Needless to say, words are woefully inadequate to express condolences to you and all who loved her in this time of such tragic loss. But she will live on in our memories. She was, quite simply, one of the brightest and most interesting young women of her generation.
Six years ago, from January to June, a group of seven women gathered every Sunday afternoon for three hours. The purpose was ostensibly a directed studies course in Women's Studies, but the real purpose was much more important: each woman was interviewing three generations of women in her family in an effort to chronicle the changing lives of Canadian women in the twentieth century. These precious historical stories would be collected with others from all the regions of Canada and would be sent by the Commonwealth Secretariat to the 1995 United Nations conference in Beijing.

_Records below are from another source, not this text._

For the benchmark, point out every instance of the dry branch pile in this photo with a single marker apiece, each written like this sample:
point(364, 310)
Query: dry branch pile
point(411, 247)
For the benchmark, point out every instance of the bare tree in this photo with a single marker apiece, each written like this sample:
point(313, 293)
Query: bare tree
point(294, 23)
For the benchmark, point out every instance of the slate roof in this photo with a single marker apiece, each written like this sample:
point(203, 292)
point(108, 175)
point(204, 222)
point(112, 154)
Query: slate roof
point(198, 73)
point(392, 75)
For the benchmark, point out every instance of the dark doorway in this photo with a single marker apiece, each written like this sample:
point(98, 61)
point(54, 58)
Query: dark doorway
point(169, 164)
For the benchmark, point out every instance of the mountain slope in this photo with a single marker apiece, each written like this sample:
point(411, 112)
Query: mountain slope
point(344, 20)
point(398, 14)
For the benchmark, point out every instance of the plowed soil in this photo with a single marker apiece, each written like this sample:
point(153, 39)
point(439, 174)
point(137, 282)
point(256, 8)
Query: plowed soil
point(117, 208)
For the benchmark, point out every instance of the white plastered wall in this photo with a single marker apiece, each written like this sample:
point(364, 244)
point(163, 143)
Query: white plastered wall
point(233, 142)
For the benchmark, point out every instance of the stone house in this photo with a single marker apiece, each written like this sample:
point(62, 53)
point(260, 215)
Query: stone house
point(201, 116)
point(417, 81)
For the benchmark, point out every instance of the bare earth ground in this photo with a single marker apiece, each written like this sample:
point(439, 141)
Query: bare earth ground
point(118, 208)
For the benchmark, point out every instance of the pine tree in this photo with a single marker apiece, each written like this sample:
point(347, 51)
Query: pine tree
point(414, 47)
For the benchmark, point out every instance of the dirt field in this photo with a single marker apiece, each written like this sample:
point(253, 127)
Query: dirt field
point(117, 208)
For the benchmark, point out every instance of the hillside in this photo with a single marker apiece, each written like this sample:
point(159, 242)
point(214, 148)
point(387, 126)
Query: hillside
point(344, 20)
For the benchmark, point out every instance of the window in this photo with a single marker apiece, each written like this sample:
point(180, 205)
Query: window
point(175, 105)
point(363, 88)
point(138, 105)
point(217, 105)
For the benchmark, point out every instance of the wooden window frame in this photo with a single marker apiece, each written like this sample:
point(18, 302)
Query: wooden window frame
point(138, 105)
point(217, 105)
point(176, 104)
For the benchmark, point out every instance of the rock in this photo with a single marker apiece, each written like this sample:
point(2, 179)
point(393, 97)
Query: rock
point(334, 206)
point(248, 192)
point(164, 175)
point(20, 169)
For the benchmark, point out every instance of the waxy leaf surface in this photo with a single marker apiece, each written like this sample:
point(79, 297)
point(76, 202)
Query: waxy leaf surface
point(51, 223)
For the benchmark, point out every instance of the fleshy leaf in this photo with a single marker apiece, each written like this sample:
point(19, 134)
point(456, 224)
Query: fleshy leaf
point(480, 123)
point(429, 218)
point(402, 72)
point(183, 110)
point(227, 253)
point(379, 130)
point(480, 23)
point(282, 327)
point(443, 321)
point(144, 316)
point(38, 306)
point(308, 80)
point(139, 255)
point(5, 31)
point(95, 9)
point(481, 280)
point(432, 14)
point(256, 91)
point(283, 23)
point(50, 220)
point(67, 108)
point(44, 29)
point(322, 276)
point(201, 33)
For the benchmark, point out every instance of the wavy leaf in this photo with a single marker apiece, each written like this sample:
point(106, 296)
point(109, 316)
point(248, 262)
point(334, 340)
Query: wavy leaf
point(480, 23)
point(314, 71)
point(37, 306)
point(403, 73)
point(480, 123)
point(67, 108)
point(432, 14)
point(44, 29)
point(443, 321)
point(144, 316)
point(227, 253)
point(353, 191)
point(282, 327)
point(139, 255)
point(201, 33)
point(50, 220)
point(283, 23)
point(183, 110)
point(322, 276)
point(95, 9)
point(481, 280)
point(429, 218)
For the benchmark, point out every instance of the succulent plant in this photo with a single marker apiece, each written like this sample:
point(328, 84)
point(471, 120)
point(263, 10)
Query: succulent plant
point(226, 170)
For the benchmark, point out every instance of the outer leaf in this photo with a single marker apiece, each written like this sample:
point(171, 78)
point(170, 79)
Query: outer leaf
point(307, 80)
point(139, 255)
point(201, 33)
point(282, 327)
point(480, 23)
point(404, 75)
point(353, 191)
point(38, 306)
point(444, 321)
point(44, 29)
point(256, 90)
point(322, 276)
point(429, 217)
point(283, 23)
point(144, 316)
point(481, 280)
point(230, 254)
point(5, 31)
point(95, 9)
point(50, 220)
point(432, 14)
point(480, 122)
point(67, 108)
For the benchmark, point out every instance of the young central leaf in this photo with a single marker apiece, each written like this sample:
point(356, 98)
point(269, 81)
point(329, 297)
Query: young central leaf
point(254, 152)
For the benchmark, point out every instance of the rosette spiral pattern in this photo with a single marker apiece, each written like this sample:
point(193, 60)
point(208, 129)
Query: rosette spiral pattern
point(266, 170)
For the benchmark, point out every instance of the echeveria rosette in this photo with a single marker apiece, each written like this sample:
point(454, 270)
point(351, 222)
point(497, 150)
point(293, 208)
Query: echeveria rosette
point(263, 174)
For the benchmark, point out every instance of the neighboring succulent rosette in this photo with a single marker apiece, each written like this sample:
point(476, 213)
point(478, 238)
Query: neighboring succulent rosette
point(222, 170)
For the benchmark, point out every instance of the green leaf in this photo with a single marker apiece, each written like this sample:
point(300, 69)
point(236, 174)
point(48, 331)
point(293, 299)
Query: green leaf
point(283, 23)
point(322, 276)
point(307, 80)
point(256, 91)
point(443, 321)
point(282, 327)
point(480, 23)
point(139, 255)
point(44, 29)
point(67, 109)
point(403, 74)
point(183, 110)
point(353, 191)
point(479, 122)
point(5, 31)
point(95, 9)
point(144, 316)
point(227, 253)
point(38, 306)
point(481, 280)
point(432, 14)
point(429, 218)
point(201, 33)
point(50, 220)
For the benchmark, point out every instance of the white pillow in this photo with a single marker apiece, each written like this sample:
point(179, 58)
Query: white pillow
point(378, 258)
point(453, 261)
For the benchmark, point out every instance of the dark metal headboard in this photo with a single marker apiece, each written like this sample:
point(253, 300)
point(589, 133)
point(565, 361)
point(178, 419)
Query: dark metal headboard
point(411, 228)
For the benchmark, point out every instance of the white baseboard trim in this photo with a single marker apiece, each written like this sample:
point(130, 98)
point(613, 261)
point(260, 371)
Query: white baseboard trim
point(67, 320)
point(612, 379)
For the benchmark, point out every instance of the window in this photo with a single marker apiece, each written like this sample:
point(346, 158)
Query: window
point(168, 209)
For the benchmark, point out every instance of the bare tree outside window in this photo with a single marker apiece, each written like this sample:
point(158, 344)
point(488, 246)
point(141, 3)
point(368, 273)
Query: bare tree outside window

"Sending Granny to China" was our code name, and the project became intensely important to the participants because of the new kinds of knowledge we were creating and the intensity of relationships within the study group and across the generations of women being interviewed.
In a group of very intelligent women, Theresa quickly emerged as the leader. So bright and knowledgeable, she seemed able to produce sophisticated, riveting work almost effortlessly. In fact, after writing her own family's story, she undertook to compose the introduction as well.
But if she made the work look easy, this wasn't the experience. Because Theresa was a risk-taker, she had continually to balance her own radical truth-seeking with the needs of the other people with whom she worked. Her generosity was manifest everywhere in this work, and the result was a creation everyone rejoiced in.
But the story doesn't end there. A few years later, I received a phone call at my home one dark, cold night. It was Theresa. Could she come see me. Of course, I said, wondering what would inspire such an unusual request. A few minutes later she arrived, and when I opened the door, she filled my arms with flowers. "Thank you", she said tearfully, "for inviting me into the project. My grandmother has just died and because I wrote her story I have her now in a new and special way in my heart."
Theresa's published story lived on after the departure of her grandmother; now sadly, it lives on after Theresa. But it does survive; so too will the memory of Theresa among all of us who worked with her and grew to love her serious and graceful spirit.